Durst has also continued investing significantly in software and workflow automation through the Durst Workflow ecosystem, helping converters automate prepress, color management, job handling, and production management.  

“Customers are increasingly looking for technology partners who understand the entire production environment rather than simply supplying a printer,” comments Wendell.

Expanding on customer service

Customers want to reduce touchpoints, simplify production planning, improve repeatability, and lower overall production costs. Integration between hardware, software, and finishing has become a critical purchasing consideration.  This is all part of Durst’s service to customers.

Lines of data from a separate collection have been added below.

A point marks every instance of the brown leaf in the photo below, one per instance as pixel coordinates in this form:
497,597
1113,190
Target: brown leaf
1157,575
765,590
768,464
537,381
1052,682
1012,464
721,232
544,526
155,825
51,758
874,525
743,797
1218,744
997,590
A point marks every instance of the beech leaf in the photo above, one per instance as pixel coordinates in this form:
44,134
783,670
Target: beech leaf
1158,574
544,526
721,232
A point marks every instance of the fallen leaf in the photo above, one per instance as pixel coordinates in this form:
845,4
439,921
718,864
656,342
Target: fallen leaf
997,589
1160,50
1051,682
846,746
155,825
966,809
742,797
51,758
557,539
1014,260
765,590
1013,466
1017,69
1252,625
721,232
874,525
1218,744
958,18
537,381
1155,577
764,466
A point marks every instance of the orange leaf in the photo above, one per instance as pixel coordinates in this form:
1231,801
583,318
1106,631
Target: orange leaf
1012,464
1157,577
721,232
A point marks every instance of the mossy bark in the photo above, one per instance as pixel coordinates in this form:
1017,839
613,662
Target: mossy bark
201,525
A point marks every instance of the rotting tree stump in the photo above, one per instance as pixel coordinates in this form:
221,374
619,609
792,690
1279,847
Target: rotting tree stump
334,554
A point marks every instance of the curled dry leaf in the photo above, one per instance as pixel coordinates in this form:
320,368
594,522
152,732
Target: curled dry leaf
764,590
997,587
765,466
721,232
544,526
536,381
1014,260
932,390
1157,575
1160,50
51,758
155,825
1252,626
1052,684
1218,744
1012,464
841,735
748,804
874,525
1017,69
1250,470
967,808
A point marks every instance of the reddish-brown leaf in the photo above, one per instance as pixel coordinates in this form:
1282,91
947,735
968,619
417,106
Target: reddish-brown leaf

“Customer service has always been central to Durst’s philosophy because our business has never been built around transactional equipment sales,” remarks Wendell. “It has been built around long-term partnerships.

“Durst customers make significant investments in production technology, and they need confidence that they have a partner who will support them throughout the entire lifecycle of that investment,” adds Wendell. “That includes application support, training, workflow optimization, preventative maintenance, remote diagnostics, and ongoing business development collaboration.”